Matthew Blair: Any sense based on current strip on what a 2023 distribution might look like to Par?
William Pate: Not at this point. It’s really going to depend on how much we commit to drilling and that, again, will depend on the strip. So in a somewhat counterintuitive fashion, the lower the price, the more likely there’s going to be a distribution. The higher price, more likely we’re going to put money to work to grow our reserve base, which will probably lead to greater distributions post 2023.
Matthew Blair: Okay. And then my follow-up is on the Washington CFS or clean fuel standard program. I believe that is scheduled to start on January 1, 2023. So I was hoping you could talk about on the refining side, do you anticipate that buying these credits would impact your refining capture rate at Washington going forward? And then on the renewables side, do you see this as a boost to this coprocessing project that you’re working on?
William Monteleone: Sure. So Matthew, I think what we’ve observed is that the clean fuels or the kind of aspects of Washington is operating very similar to the way it does in California, where it’s similar to the kind of cap at the rack impacts. And so it’s principally impacting rack pricing versus the wholesale sub-octane price that you see that OPIS publishes. So I think, again, this is largely a rack impact versus a wholesale price impact.

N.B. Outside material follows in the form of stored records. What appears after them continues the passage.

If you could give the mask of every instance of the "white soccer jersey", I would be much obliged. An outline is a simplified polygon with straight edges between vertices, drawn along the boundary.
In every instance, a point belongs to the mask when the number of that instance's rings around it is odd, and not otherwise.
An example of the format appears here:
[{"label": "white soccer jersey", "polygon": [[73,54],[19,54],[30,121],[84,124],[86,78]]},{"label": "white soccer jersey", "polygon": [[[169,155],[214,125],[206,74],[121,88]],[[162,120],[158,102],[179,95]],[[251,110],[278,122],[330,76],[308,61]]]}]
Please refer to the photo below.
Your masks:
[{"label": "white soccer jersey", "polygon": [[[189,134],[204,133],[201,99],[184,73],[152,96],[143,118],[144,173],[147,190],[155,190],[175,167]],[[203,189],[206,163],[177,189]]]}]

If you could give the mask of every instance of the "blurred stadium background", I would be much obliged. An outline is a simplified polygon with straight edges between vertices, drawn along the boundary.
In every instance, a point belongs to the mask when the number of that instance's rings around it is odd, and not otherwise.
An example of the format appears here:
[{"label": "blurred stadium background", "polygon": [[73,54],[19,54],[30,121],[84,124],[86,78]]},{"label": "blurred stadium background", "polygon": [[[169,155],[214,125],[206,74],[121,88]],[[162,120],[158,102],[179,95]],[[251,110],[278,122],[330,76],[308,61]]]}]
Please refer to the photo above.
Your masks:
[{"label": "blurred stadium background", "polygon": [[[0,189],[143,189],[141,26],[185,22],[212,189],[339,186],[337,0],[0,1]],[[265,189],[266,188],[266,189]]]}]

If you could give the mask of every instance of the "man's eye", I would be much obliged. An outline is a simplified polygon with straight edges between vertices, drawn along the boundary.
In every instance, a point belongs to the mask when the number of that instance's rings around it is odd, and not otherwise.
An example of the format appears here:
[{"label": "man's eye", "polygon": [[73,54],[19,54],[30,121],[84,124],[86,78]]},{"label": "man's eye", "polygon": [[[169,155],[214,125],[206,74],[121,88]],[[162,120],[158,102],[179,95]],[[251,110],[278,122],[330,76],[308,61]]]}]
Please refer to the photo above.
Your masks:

So that’s the first part. So I wouldn’t expect major impacts to capture. It will likely impact working capital and some other items as we think about the overall multiyear settlement time frames that will play out in this. So again, I think another environmental credit kind of scheme where we’re going to need to manage the overall balances, but I think we feel well positioned to ultimately recoup the cost of that given our strong logistics network.
And then I think in terms of the coprocessing project, the state is still very early in rolling out some of the specifics around the regs and the way the coprocessing is going to function. So I think TBD on whether coprocessing will qualify for ultimately reducing the carbon intensity of the fuel. But logic would tell you it should over time.
Operator: Our next question will come from John Royall with JPMorgan.
John Royall: So my first question is on maintenance and CapEx. I know you have no major maintenance this year. How should we expect the maintenance cycle to look once Billings is complete? With the fourth refinery, can you stagger them so you maybe have one major turnaround per year? And then relatedly, how should we think about the longer-term CapEx and maintenance in this business annually after Billings is complete? I think you said $95 million for Billings. But just an update on how we should think about the entire system, including Billings.